Pasal-pasal yang diajukan uji materiil adalah pasal 9 ayat (3), pasal 23 ayat (5), pasal 81, pasal 87 ayat (1), dan pasal 113 ayat (2) UU Hak Cipta.
Penyanyi dan pencipta lagu yang terhimpun dalam Gerakan Satu Visi di antaranya Armand Maulana, Ariel NOAH, Vina Panduwinata, Titi DJ, Judika, Bunga Citra Lestari, dan yang lainnya.
Beberapa di antara mereka juga merupakan anggota Visi (Vibrasi Suara Indonesia), wadah kolektif untuk bersatu, berserikat, dan berdaya yang diinisiasi oleh para penyanyi Indonesia.
Ketua Umum Visi Armand Maulana mengungkap bahwa Visi bersama musisi lainnya hanya ingin polemik yang tak berujung ini segera tuntas mengingat kondisi ini sudah mulai mengancam ekosistem musik.
Penyanyi dan pencipta lagu ini seolah terpecah menjadi dua kubu yang saling serang. Uji materiil UU ini menjadi langkah awal meredakan polemik royalti.

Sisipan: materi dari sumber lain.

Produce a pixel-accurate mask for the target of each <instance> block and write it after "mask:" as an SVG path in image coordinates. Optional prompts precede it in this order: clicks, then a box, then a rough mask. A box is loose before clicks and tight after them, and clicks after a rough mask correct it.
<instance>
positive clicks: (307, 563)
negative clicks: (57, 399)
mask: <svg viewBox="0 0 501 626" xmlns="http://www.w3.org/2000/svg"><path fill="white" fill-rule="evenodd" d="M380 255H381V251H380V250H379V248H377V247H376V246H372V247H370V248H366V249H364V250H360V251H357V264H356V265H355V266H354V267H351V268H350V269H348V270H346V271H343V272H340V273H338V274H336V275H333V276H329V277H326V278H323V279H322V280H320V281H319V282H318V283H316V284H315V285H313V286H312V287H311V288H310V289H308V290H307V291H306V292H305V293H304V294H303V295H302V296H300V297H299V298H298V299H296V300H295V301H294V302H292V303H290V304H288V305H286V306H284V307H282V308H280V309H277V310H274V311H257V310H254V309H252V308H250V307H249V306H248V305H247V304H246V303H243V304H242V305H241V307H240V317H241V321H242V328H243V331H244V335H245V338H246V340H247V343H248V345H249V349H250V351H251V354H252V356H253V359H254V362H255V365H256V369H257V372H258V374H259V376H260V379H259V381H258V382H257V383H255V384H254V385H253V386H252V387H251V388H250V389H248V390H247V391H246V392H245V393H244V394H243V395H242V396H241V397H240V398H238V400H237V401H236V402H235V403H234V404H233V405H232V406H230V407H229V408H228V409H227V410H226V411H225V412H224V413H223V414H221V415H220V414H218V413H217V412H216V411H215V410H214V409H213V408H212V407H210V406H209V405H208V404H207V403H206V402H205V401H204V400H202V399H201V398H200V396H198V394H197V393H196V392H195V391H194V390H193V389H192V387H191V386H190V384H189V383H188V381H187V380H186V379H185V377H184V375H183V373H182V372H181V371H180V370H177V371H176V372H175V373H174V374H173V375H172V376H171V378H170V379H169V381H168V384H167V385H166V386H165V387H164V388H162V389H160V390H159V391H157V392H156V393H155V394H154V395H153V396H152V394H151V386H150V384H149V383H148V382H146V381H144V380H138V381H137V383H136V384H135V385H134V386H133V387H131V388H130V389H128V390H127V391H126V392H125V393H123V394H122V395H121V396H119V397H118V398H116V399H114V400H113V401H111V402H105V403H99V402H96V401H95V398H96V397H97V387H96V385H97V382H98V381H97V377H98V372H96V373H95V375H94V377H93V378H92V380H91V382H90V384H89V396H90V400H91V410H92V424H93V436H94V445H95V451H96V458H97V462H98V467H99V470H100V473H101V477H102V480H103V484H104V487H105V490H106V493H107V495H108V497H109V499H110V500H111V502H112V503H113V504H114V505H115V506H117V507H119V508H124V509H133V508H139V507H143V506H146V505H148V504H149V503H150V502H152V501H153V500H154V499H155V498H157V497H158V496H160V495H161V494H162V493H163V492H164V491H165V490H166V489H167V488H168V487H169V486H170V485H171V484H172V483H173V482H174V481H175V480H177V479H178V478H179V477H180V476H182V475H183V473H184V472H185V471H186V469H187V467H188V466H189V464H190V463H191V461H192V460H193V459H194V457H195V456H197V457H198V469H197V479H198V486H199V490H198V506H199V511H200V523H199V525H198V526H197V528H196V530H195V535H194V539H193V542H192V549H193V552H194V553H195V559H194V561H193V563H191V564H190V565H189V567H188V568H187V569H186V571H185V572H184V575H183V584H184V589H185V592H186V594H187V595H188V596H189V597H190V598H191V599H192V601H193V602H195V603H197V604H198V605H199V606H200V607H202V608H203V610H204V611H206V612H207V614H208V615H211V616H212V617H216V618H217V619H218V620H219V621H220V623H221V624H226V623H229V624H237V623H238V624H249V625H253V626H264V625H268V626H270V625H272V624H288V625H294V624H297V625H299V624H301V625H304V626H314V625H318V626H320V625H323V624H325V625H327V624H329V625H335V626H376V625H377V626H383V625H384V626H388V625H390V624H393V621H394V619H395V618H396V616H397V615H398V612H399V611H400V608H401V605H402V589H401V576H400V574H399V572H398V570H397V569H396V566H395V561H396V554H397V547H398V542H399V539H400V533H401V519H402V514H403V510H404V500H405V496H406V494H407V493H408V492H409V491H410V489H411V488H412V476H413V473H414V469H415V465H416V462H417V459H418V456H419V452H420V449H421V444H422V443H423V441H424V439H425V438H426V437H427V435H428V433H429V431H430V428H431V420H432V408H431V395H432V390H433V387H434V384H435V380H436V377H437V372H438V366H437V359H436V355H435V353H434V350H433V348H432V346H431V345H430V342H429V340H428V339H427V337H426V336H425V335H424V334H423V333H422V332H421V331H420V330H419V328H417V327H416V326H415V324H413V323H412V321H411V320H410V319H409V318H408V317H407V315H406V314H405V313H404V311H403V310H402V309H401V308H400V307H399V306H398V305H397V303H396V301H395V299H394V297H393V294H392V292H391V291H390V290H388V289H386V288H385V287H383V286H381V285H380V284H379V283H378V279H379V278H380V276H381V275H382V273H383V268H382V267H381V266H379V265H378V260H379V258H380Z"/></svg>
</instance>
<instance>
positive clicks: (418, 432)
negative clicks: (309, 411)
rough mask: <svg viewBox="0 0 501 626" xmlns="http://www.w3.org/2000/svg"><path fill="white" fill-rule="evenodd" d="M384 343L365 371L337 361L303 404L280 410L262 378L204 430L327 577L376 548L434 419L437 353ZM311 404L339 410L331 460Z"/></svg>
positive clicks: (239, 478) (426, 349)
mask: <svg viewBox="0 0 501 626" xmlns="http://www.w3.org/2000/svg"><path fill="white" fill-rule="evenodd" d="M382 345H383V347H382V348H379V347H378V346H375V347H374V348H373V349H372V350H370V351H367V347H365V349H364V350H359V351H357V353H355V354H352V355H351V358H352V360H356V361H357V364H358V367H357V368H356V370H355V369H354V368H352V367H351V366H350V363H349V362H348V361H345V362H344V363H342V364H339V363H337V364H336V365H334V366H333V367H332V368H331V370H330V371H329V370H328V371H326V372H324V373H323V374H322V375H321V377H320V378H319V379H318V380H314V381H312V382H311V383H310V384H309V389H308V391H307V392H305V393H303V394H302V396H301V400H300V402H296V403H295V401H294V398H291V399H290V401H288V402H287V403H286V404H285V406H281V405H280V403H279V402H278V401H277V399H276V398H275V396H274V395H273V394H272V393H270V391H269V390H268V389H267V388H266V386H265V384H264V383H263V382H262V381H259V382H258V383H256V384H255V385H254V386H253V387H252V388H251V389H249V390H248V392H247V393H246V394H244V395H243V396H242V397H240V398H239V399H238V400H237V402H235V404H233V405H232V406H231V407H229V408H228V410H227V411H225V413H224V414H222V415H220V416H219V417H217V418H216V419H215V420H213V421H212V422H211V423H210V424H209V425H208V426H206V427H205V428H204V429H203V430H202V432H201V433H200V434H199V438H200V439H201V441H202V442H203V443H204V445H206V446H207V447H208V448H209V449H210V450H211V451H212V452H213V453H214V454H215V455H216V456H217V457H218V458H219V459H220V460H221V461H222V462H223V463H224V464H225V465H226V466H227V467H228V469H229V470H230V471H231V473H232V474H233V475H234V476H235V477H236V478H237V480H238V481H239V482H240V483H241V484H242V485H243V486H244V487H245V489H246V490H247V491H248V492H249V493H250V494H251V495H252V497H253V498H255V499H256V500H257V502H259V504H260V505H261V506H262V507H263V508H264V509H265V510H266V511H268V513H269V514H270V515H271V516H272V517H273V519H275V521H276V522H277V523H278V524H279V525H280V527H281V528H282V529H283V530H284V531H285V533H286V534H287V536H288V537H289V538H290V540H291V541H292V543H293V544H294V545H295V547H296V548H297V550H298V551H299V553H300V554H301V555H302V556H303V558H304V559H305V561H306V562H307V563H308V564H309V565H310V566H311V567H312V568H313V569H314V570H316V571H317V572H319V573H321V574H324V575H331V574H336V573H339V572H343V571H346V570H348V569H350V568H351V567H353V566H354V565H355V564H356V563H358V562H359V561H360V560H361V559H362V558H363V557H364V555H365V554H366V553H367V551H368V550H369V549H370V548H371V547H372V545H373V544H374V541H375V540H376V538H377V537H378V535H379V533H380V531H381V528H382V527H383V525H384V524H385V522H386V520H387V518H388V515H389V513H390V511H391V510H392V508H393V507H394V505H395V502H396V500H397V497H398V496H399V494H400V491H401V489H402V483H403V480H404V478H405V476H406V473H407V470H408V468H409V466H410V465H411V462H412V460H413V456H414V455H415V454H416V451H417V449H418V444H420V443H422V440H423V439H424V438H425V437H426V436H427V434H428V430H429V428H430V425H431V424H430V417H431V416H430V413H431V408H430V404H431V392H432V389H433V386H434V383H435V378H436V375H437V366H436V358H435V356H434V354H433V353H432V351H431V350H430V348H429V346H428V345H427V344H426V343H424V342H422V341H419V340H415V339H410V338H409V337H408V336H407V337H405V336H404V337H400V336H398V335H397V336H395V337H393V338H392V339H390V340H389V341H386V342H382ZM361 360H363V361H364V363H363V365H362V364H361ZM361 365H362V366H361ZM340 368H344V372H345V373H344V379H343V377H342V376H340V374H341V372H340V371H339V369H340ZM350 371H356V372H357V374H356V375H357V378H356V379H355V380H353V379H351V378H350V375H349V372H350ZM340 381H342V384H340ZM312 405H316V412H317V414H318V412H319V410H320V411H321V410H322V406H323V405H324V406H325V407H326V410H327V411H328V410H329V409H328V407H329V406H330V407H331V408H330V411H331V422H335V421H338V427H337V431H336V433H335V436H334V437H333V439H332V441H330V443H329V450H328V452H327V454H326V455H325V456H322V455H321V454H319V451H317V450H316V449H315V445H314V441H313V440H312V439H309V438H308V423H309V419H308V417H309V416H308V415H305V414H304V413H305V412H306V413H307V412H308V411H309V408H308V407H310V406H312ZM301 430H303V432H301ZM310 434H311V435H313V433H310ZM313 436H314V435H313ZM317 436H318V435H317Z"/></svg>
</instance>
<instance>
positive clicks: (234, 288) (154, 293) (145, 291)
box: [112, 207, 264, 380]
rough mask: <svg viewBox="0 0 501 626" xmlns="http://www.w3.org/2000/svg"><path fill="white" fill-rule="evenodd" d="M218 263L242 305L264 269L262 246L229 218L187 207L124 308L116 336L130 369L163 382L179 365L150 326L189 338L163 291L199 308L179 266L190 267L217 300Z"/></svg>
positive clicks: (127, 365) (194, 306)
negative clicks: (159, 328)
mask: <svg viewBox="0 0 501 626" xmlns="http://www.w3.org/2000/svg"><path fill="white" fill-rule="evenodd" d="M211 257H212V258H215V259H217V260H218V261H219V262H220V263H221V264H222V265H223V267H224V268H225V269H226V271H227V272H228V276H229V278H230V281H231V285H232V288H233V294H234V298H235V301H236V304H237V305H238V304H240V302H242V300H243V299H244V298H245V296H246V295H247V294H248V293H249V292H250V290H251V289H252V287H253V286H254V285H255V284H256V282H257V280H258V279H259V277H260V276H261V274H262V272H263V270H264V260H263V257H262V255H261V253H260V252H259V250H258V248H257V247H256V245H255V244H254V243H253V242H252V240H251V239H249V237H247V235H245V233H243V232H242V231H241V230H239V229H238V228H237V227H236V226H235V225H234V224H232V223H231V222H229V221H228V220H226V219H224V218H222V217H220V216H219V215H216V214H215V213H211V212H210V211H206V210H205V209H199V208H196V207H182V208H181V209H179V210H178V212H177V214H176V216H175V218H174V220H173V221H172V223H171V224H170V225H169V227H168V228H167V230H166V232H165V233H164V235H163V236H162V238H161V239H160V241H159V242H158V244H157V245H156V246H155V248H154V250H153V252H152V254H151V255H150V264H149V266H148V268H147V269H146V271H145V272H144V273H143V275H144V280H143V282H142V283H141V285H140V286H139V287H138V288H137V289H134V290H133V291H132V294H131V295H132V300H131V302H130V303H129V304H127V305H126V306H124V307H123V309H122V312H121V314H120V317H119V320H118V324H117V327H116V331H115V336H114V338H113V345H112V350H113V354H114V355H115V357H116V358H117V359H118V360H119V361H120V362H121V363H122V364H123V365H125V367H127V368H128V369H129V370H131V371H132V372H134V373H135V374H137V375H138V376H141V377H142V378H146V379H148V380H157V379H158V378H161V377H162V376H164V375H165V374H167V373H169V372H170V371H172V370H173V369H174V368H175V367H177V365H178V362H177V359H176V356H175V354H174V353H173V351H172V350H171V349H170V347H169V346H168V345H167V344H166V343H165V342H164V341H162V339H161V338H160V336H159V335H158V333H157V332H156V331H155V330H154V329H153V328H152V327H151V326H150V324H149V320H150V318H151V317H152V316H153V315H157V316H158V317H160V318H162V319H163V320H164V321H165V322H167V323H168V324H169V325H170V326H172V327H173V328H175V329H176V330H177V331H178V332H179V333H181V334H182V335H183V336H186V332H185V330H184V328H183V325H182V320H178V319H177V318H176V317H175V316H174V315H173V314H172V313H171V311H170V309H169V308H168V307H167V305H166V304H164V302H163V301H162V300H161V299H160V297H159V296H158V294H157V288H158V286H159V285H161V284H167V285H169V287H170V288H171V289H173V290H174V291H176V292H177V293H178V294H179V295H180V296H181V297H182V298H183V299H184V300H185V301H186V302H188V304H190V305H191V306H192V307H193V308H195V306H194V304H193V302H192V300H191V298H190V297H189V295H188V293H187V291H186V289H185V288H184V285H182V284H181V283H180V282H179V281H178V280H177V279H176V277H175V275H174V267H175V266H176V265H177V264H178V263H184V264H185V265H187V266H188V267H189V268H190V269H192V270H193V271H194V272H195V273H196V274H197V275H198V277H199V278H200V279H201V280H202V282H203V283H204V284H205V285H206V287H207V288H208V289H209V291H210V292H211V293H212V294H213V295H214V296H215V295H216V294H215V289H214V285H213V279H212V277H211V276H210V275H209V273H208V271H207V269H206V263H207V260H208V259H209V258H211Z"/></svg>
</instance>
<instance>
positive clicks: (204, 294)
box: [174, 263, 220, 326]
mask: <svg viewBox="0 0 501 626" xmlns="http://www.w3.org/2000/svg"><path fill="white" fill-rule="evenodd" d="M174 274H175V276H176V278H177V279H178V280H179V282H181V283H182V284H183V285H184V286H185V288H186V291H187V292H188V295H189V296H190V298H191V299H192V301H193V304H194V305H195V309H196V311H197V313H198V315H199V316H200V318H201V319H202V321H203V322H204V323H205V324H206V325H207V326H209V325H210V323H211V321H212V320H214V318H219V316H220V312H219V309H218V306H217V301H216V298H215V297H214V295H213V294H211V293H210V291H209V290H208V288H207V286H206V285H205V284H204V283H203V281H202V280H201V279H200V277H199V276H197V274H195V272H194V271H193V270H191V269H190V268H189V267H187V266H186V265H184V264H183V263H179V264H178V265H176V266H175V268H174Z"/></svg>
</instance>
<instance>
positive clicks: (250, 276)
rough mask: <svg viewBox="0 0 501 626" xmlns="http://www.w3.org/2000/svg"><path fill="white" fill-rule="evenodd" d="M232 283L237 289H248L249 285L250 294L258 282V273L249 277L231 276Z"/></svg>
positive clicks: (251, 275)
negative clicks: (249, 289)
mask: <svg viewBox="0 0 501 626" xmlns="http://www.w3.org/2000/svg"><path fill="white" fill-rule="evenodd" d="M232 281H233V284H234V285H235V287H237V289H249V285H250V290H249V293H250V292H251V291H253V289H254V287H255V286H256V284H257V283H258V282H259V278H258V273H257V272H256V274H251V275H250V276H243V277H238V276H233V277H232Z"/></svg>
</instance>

"Jelas tidak ada dalam agenda kami untuk mendiamkan konflik antar profesi di dunia musik Indonesia. Kita kerja dan berjuang di industri yang sama, di jalan musik, semoga bisa bersatu seperti musik menyatukan banyak orang. Uji materiil UU adalah ikhtiar awal agar ke depannya tidak terjadi kesimpangsiuran dalam pengoleksian royalti,” jelasnya.
Lalu BCL menambahkan bahwa Uji materiil UU ini diharapkan mampu menjadi solusi agar tak lagi muncul salah kaprah dalam sistem tata kelola royalti. Sehingga insan musik bisa berkarya dan bekerja dengan nyaman di industri musik Indonesia
“Kami berharap, setelah uji materiil dilakukan akan ada kejelasan, sehingga tidak ada lagi simpang siur penafsiran yang menimbulkan keresahan. Ini adalah langkah konkret & bentuk kepedulian dari Gerakan Satu Visi untuk mendukung terciptanya ekosistem musik yang fair untuk semua," ungkap BCL.
Kelima pasal tersebut, secara berurut berisi tentang izin dari pencipta lagu untuk kegiatan pertunjukan (performing), mengenai siapa pihak yang harus membayar royalti atas performing, mengenai apakah dapat pihak lain selain LMKN memungut dan mendistribusikan royalti performing serta menentukan tarif sendiri, dan terakhir mengenai apakah ketentuan pidana dapat diterapkan dalam hal royalti performing belum dibayarkan. Adapun Panji Prasetyo ditunjuk sebagai koordinator kuasa hukum dalam pengajuan uji materiil ke MK.